18. Кам.Красота, которую я уже не увижу
Тетрадь принёс Дерре после полудня, когда Камайя через силу запихала в себя ещё одну плошку риса и сидела над одиноким листочком в чашке с ачте.
- Кинь в очаг.
- Но госпожа… Кожа не прогорит. Будет вонь.
- Тогда в сундук. - Камайя махнула рукой в сторону комода. - В любой.
- Госпожа, Улхасум желает тебя видеть, - сказал Дерре, мягко опуская крышку. - Сегодня холодно… Оденься, пожалуйста, теплее.
Ветер был не таким уж и холодным. Камайя повернулась к Дерре и Вирсат.
- Почему ты сказал, что сегодня холодно?
- Госпожа, нам сюда, - сказал Дерре, показывая на спуск во двор.
- Но Улхасум…
- Она не в покоях.
Ворота дворцовой части бесшумно открылись, выпуская их к конюшне. Камайя удивлённо смотрела, как Улхасум с помощью трёх конюхов залезает в мощное седло, похожее на кресло, на спине у престарелой лошадки с сединой на морде.
- Я так и думала, что ты присоединишься, - сказала Улхасум, поворачиваясь на шаги и возглас Камайи. - Не теряй времени, садись в седло. Я быстро устаю.
Дамал плавным шагом шла на юг, бок о бок с чалой старушкой, которую вёл в поводу конюх. Улхасум хорошо держалась на лошади, и было видно, что она не впервые сидит верхом. Лошади шагали через стойбище, хасэ наперебой желали здоровья их ногам, приветствуя то Гатэ, то Камайю. Улхасум улыбалась, наклоняя голову, и шутила, притворяясь, что различает лица, а люди смущённо смеялись. Камайя тихо подсказывала ей имена тех, кого запомнила, и Гатэ откровенно веселилась, слыша удивлённые возгласы, когда якобы «узнавала» обитателей стоянок.
- Будь моими глазами, - сказала Улхасум, когда стойбище закончилось, и они остановились на холме. - Что ты видишь?
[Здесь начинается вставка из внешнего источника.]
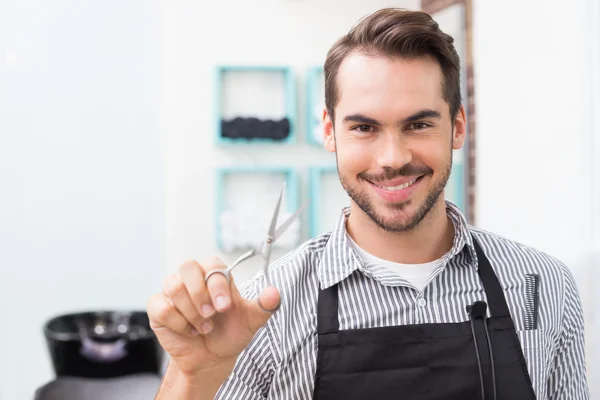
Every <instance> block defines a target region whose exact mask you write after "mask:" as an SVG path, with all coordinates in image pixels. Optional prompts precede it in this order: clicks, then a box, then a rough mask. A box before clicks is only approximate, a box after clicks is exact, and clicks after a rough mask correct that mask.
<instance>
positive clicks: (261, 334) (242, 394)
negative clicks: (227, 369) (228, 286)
mask: <svg viewBox="0 0 600 400" xmlns="http://www.w3.org/2000/svg"><path fill="white" fill-rule="evenodd" d="M257 287H258V286H257V280H256V279H252V280H251V281H249V282H248V283H247V284H246V285H244V286H243V287H242V288H241V289H240V295H241V296H242V297H244V298H246V299H254V298H257V297H258V290H257ZM272 354H273V353H272V343H271V340H270V337H269V332H268V324H267V325H266V326H264V327H262V328H261V329H259V330H258V331H257V332H256V335H255V336H254V338H253V339H252V341H251V342H250V344H249V345H248V347H246V349H245V350H244V351H243V352H242V353H241V354H240V355H239V357H238V359H237V361H236V364H235V366H234V368H233V371H232V373H231V375H229V377H228V378H227V379H226V380H225V382H223V384H222V385H221V387H220V389H219V391H218V392H217V394H216V396H215V400H231V399H235V400H265V399H267V396H268V392H269V389H270V386H271V379H272V376H273V357H272Z"/></svg>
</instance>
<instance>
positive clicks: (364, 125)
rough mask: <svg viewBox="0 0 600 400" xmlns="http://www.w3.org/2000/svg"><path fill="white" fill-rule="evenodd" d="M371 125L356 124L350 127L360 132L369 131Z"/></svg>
mask: <svg viewBox="0 0 600 400" xmlns="http://www.w3.org/2000/svg"><path fill="white" fill-rule="evenodd" d="M372 129H373V127H372V126H371V125H357V126H355V127H354V128H352V130H353V131H359V132H360V133H370V132H372Z"/></svg>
- Я ездила сюда каждый день, мечтая о тёплом Теларе, - сказала Камайя, глядя на ставшую такой знакомой линию холмов перед глазами. - Передо мной огромное белое море, что пахнет свежим снегом, а сверху над ним распростёрта жемчужно-серая ладонь Тан Дан, бескрайняя, такая же, как это море. Эти две бескрайности смыкаются вдали волнистой линией, а на холмах роют копытами снег мохнатые лошадки. В табуне справа пастухом сегодня мальчишка в ярко-синей шапке, а слева, восточнее большого круглого холма, пасутся овцы, и таких мохнатых я сроду не видела. Снег сегодня сухой. Он будто шелестит, пересыпаясь под копытами, и легко обнажает стебли травы, а Выы подхватывает его и уносит дальше, цепляет к сугробам на склонах.
- Когда меня привезли сюда, тоже была зима. Мне было семнадцать. Эти бескрайности казались мне ледяной клеткой после родного Телара, жаркого и влажного, как поцелуи первого возлюбленного. Позднее лето выжгло мою плоть. Я лежала, изнемогая от жары, и рыдала, а в декабре родила сына. Я живу тут тридцать четыре года, и помню каждое лето и каждую зиму. Большой круглый холм - старый курган Артай. Я тоже теперь Артай. Однажды я лягу рядом с мужем под таким курганом, а вокруг него посадят деревья. Влюблённые, заплутавшие в холмах, будут прятаться в их тени и дарить друг другу робкие ласки, а мы с Бутрымом будем улыбаться из ветвей Эн-Лаг… Или прыгать кузнечиками из-под неосторожных юных ног.